On Her Shoulders Review

On Her Shoulders
Alexandria Bombach’s documentary profiles 23-year-old activist Nadia Murad, who miraculously survived a hideous ordeal at the hands of ISIS during the genocide of the Yazidis in Northern Iraq in 2014. The film follows Murad in her journey to address the United Nations General Assembly — three minutes boil down her life to convince the world to act.

by Ian Freer |
Published on
Release Date:

24 Jan 2019

Original Title:

On Her Shoulders

On 15 September 2014, the then 19-year-old Nadia Murad was captured when Islamic State entered the village of Kocho in Northern Iraq, a region that played home to the Yazidi religious community. She was held a slave, beaten and raped by militants who murdered her relatives but managed to escape and became and activist for the Yazidis’ cause. Alexandria Bombach’s film is a compelling portrait of this incredible woman forced to live in the limelight as she tries to make her voice heard.

On Her Shoulders

The film is structured around Murad’s journey to brief the United Nations’ General Assembly in 2016 on the subject of human trafficking, with only three minutes to distil her and the Yazidis’ horror story. By this time, she was pretty well versed in fitting her narrative into 180 seconds. On Her Shoulders follows Murad as she speaks to well-meaning journalists forcing her to relive her nightmares (Bombach’s film spares us the gory details), meets well-meaning politicians who give her the grand tour of resplendent government buildings (but can do nothing about her plight), and addresses Yazidi refugee camps — hordes of people who rather than return home will be split up across the international community, marking the end of a shared collective identity for a dwindling religious minority. Murad’s thin, wary smile and implacable resolve remain in place throughout.
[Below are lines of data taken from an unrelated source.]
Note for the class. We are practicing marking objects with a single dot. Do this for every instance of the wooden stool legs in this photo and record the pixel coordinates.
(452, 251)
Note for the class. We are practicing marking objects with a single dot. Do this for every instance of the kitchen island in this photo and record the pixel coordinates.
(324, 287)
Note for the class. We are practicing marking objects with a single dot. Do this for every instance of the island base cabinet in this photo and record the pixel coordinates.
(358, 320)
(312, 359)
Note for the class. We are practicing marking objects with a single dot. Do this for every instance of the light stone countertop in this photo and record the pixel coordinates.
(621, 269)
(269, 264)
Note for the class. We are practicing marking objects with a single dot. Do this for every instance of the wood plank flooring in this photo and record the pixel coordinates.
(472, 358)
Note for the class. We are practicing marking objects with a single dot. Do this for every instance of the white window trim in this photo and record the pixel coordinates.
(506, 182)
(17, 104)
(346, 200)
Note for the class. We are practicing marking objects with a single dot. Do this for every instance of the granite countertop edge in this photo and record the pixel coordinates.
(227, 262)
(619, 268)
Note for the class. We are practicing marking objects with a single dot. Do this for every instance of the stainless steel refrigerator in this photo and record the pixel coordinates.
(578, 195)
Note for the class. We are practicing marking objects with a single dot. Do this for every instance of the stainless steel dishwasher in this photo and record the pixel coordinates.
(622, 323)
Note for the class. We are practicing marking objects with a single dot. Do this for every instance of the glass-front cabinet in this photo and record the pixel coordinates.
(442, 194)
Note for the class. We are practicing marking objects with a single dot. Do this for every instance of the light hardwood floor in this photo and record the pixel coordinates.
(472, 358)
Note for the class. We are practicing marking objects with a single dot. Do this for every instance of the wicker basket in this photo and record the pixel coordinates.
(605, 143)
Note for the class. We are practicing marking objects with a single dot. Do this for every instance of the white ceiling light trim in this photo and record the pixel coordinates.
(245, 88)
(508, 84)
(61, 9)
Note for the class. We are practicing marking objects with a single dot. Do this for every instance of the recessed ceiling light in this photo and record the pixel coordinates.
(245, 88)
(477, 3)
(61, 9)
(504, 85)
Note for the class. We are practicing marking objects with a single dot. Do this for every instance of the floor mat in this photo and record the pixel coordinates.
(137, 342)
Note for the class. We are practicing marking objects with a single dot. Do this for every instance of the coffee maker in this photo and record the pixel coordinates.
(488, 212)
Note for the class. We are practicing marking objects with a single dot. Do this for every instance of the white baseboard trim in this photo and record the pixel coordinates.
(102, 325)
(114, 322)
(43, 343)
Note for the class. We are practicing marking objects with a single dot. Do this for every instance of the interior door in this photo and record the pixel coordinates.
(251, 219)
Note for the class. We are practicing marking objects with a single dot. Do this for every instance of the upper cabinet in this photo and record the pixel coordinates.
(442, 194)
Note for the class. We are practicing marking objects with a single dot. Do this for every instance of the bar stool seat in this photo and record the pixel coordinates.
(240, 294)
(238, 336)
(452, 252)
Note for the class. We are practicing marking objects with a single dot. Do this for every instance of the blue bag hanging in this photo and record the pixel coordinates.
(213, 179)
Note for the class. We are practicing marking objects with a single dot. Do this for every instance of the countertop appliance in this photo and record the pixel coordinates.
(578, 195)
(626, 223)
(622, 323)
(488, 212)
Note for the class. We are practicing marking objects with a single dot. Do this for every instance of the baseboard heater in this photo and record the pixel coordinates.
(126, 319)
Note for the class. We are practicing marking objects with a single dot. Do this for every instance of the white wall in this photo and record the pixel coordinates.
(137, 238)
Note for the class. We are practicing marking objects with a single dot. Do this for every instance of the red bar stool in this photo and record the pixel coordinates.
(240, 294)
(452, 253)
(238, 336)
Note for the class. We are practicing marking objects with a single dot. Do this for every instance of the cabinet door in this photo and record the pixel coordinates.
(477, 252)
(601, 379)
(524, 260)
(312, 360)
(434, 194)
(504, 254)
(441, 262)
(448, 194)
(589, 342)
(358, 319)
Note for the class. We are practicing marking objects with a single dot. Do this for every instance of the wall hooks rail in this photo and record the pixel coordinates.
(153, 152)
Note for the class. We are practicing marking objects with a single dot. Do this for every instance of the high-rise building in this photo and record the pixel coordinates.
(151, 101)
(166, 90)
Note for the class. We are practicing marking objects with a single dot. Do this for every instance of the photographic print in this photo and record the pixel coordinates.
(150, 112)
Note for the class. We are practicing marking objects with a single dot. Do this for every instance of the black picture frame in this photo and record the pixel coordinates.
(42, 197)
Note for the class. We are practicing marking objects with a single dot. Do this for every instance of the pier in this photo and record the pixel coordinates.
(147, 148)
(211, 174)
Murad beautifully evokes her story without a shred of sentimentality.

As a piece of filmmaking, On Her Shoulders is sensitive and empathetic but conventional, mixing talking heads and footage of Murad and her team on their travels. The saving grace is Murad herself. She emerges self-possessed, dignified and direct, beautifully evoking her own story without a shred of sentimentality. Bombach never forgets to drop in human moments — Murad’s dream of opening a hair salon, or her simple joy in riding a shopping trolley — and the film is at its best as Murad writes her speeches on the fly or rehearses her testimony in Starbucks. The film also makes a hero of Murad Ismael, Murad’s translator/advocate, who tirelessly works alongside the young woman to promote the Yazidis’ concerns. She worries that he is giving up the chance of a family. He doesn’t seem to mind.

Frustratingly, given it is only three minutes long, we are denied seeing Murad’s UN address in full. But, time and again, Bombach takes Murad’s lead and keeps the focus on the Yazidis’ plight, not the theatrics (unlike the rest of the world, the film gives Murad’s human rights lawyer, Amal Clooney, her due without getting starstruck). The film flips on an axis of hope provided by its hero and despair given the lack of political action in the face of such heart-rending testimony. Although the film is alive to the complexities of the situation, it makes you feel that if Murad can’t spur change, what will?

On Her Shoulders is a compassionate, level-headed portrait of a remarkable woman. What it lacks in filmmaking fireworks, it makes up for in the sheer magnetism and moxie of its hero.